Tungsten oxide nanomaterials have been widely studied due to their excellent gas sensitivity, photocatalysis, electrochromic and other properties. Tungsten trioxide (WO3) with nanostructures is expected to be a candidate material for gas sensors for detecting various gases (NH3, H2S, NO2, CH3OH, etc.). Tungsten oxide nanomaterials with specific size and morphology are synthesized by thermal oxidation method, hydrothermal method, electrochemical anodic oxidation method and other methods. Hydrothermal synthesis specifically shows much more advantages of more effective, low cost, easier to operate and environmentally friendly.

As a typical exhaust gas from industry and automobiles, nitrogen dioxide (NO2) not only causes environmental problems, but also affects the human health. Tungsten trioxide (WO3) is an n-type semiconductor oxide, which has proven to be particularly suitable for detecting NO2 gas.

Tungsten trioxide (WO3) is a non-toxic n-type semiconductor with an indirect and general wide band gap in the range of 2.4-3.6 eV. Therefore, it is an excellent candidate for applications in various fields of industry, medicine, science and military engineering. This effect is due to the unique properties of tungsten oxide nanostructures and their composite materials, such as excellent thermal corrosion resistance and good ductility, high density, strength and elastic modulus, amazing antibacterial activity, and efficient heat and activity Oxygen (ROS) production through light interaction.

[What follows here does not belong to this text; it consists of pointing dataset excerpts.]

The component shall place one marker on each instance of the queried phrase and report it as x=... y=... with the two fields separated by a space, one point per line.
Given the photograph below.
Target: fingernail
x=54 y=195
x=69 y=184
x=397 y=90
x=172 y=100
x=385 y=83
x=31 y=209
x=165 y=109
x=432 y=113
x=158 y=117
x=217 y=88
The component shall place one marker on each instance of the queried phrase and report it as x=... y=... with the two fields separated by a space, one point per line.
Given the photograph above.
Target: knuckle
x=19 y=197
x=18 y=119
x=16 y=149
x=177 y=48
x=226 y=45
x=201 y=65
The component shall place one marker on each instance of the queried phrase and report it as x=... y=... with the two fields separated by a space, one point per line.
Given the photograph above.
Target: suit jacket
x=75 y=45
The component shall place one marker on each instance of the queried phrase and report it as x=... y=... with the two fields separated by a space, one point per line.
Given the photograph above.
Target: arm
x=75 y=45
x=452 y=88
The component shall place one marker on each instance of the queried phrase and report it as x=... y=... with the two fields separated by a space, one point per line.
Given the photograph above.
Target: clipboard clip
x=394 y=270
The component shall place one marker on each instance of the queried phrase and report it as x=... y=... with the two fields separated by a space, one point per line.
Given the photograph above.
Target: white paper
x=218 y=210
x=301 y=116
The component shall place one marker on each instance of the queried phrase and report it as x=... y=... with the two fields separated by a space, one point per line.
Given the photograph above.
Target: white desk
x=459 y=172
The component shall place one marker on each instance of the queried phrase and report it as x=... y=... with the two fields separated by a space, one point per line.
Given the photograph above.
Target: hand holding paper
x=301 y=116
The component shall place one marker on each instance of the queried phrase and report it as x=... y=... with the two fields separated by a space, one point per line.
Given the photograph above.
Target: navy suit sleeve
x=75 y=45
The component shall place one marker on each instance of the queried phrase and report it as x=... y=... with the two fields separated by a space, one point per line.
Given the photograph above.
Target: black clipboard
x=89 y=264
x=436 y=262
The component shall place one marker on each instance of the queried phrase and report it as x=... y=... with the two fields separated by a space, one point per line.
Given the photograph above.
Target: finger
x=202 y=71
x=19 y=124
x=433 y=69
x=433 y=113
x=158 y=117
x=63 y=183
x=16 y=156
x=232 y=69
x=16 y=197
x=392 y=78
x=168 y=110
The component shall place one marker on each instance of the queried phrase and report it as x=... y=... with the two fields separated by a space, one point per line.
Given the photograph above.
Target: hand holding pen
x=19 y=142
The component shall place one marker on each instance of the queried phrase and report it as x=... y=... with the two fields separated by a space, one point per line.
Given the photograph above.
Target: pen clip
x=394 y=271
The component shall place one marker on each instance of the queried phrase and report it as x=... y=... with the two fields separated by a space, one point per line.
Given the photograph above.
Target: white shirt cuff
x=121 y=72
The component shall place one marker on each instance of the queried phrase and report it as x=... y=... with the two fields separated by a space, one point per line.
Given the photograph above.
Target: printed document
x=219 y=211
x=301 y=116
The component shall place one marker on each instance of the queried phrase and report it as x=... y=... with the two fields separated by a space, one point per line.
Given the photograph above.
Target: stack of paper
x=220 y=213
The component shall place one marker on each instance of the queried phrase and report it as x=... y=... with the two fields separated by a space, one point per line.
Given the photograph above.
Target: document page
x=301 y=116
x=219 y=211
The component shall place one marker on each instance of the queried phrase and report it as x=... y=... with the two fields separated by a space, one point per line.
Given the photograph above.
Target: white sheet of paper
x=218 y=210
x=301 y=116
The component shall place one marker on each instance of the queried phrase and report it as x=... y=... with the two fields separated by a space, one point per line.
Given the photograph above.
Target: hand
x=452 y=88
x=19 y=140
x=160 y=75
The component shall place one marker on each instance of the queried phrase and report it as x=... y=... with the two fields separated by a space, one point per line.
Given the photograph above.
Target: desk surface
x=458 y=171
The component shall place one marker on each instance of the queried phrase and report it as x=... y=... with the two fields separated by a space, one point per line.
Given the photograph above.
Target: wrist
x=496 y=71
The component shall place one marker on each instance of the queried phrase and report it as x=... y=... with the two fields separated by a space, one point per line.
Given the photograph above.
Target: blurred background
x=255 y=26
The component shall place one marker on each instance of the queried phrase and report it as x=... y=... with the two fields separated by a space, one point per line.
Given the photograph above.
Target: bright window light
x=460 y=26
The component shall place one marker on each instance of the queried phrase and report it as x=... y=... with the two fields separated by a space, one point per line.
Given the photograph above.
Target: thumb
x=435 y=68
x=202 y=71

The main source for water and soil pollutions is hazardous colorants in waste water discharged from textile industries. Rhodamine B (RhB) is the most used dye in the textile industries hence it is widely considered as a typical water pollutant. Among the several methods available today, the removal of Rhodamine B dye from the textile waste water via photocatalytic degradation has received much attention from researchers because it can convert the Rhodamine B dye into water, carbon di-oxide and mineral acids without creating secondary pollutants.